Long awaiting changes to legislation will allow individuals unable to pay their debts to be discharged from bankruptcy in three years rather than the 12.
The government has approve the terms of the Personal Insolvency Bill, ending draconian legislation that has seen the rise of 'bankruptcy tourism' with those struggling with debt emigrating to the UK where bankruptcy laws are more lenient.
Enda Kenny said it was a radical measure that would allow those unable to pay their debts to be discharged from bankruptcy in three years rather than 12.
It will, the Taoiseach said, institute non-judicial methods of dealing with debt settlement.
He said banks would have to be more pro-active in dealing with economic problems which were partially of their own making.
Housing Minister Jan O'Sullivan will give more details on Thursday of the proposed mortgage-to-rent scheme whereby those in difficulties could remain in their house and rent it back from the financial institution.
He said a new Mortgage Advice Service would be set up over the summer to be overseen by Social Protection Minister Joan Burton.
The Cabinet has approved the legislation as part of the Government's Action on Mortgage Debt.
The Government Economic Management Council, comprising the Taoiseach, Tánaiste, the Ministers for Finance, Public Expenditure and Reform will meet with the main banks to brief them on the strategy and discuss their approach to mortgage arrears.

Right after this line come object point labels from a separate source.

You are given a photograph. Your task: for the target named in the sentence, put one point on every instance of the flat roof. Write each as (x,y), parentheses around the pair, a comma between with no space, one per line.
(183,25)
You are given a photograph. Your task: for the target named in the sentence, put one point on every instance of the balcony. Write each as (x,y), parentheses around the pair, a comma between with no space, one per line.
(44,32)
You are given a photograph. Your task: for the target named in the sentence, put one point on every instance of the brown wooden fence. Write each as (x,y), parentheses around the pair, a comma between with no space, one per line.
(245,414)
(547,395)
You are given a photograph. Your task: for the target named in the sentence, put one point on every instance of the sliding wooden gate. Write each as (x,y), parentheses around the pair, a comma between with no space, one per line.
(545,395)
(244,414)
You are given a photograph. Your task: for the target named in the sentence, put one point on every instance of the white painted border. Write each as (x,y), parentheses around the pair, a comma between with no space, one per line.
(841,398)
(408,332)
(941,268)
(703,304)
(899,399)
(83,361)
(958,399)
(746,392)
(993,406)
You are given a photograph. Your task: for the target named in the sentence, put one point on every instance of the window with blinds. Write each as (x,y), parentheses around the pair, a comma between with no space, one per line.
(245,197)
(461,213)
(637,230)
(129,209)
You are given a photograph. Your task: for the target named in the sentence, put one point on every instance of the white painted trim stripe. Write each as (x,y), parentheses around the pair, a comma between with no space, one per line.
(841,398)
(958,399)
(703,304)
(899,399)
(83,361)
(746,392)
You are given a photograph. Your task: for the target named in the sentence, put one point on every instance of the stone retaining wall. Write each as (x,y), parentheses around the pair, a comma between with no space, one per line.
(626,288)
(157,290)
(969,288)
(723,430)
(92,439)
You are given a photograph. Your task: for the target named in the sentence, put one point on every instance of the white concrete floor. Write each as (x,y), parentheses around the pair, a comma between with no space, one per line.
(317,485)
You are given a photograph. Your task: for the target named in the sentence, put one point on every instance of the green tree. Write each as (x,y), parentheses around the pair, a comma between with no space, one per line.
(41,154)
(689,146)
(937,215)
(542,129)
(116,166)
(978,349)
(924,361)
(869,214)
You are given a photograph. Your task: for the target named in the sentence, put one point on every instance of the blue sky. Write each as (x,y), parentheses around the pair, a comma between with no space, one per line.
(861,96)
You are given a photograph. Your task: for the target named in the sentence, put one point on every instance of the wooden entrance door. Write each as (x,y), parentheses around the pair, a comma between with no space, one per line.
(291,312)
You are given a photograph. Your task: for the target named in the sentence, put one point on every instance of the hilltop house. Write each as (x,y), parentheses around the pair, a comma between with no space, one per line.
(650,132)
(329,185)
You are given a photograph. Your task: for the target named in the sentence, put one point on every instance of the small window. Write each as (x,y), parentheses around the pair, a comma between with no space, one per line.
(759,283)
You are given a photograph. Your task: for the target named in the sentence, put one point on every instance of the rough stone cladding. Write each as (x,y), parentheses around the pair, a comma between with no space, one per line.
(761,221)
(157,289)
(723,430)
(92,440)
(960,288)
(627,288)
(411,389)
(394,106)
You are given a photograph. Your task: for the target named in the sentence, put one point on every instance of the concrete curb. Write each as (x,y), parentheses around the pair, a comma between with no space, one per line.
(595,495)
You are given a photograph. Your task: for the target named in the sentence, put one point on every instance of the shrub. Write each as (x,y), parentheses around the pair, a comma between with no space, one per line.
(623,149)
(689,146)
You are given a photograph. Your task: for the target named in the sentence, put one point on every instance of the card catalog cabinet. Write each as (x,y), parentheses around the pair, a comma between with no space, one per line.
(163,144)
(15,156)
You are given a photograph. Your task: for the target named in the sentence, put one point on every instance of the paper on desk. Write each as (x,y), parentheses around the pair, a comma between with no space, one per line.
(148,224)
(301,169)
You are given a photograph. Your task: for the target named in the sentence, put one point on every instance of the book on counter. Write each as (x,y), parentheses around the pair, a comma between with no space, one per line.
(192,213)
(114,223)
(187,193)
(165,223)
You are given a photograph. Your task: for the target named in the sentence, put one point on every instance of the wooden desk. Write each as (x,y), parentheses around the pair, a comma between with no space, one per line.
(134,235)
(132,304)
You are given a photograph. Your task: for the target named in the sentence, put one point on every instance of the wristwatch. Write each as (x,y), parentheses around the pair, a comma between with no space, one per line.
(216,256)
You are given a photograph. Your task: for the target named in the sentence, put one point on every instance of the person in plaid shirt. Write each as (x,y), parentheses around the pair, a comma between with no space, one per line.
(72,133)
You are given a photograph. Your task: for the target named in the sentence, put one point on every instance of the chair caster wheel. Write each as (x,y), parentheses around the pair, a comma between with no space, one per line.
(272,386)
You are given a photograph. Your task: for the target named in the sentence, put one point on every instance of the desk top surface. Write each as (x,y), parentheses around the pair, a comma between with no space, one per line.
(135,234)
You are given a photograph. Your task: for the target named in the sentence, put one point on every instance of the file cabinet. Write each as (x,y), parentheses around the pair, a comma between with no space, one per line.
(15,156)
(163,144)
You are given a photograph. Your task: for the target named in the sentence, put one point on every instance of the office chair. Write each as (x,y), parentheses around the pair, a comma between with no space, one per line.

"We need to help struggling families who find themselves under unsustainable levels of mortgage debt. We have to give them some options whereby they can make a fresh start in their lives,'' the Taoiseach said in today's statement.
''Fundamental to our strategy is a radical overhaul of Ireland's regime for personal debt insolvency," he added.
The Tánaiste said that the bill would bring about fundamental change in personal insolvency law and that it would also bring in new forms of legal protection for people who are in debt, though not in full bankruptcy.